While Bend’s policies aren’t as restrictive as communities the association recognizes for their darkness, the city does do more to limit outdoor light than many cities, City Manager Eric King said during the council meeting Werdal attended.
“There’s a general theme that Bend leans more toward (dark skies),” King said, noting that Bend does light heavily used streets but is “not as aggressive as many other cities are in lighting residential areas.”
The wrong type of outdoor lighting is bad for humans, birds and amphibians, Werdal said. Migrating birds, particularly songbirds including warblers, thrushes, sparrows and tanagers, are distracted by the lights while flying at night, she said. And insects like moths are attracted to bright lights, to the point that they may spend all night buzzing around a bright light instead of feeding or reproducing.

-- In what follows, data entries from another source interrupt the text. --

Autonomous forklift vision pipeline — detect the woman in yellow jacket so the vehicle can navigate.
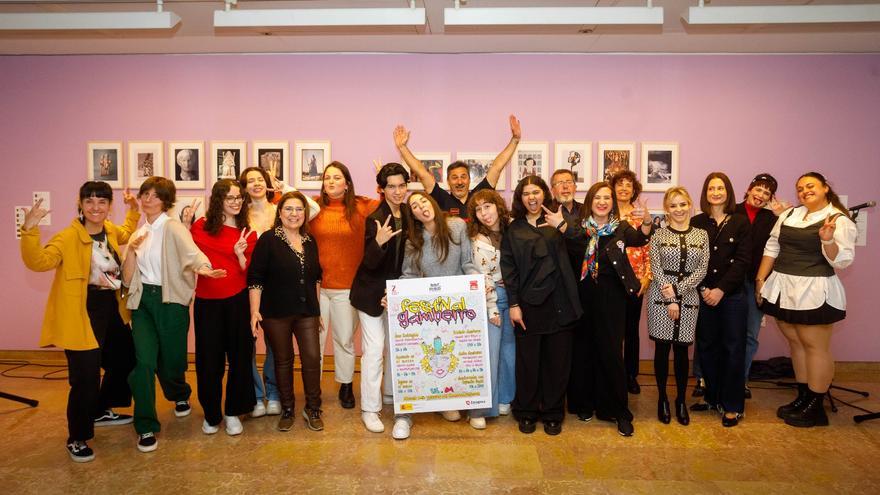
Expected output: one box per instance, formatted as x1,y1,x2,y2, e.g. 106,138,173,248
21,181,140,462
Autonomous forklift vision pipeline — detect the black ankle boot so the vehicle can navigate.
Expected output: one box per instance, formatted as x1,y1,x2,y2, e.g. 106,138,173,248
776,383,810,419
785,389,828,428
657,397,672,425
339,383,354,409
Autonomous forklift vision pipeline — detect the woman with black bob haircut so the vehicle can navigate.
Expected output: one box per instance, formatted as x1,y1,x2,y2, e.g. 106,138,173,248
190,179,257,435
755,172,858,428
20,181,140,462
548,182,652,437
501,175,582,435
692,172,752,427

Humans, too, aren’t made to be exposed to artificial light at night, said Dr. David Dedrick, medical director of the St. Charles Bend sleep center. People’s circadian clocks — the roughly 24-hour internal clock that shapes energy levels — developed hundreds of thousands of years ago, and the century or so of exposure to artificial light isn’t enough to change those biological rhythms.
Even a small amount of artificial light at night can shift circadian rhythms, leading to trouble sleeping, Dedrick said.
“It’s very bad to have light exposure in the middle of the night of any kind,” Dedrick said. “The less light exposure you get, period, the better you’re going to sleep.”
Some types of light are better for sleeping patterns than others, he said. Anything with a blue or green tinge — like a computer screen — is particularly bad. LEDs, which are becoming more commonly used for energy savings, are bad, as are fluorescents, he said. Incandescent bulbs are better for sleep, but they’re also far less energy-efficient.
Bob Warmbold, a certified lighting consultant who owns showrooms in Redmond and Lake Oswego, said LEDs can be dark-sky-friendly. Keeping lights pointed down and using fewer lumens — a measurement of visible light — both help, he said.
Warmbold said most customers are driven by what their homeowners associations require, but he’d like to see Oregon become a leader in dark-sky-friendly lighting. It would help people and animals, including sea turtle hatchlings on the coast that head toward light on the shore instead of the ocean, he said, and people don’t need much light at night.
“You don’t need a lot of light output to see at night because your eyes are already dilated,” he said.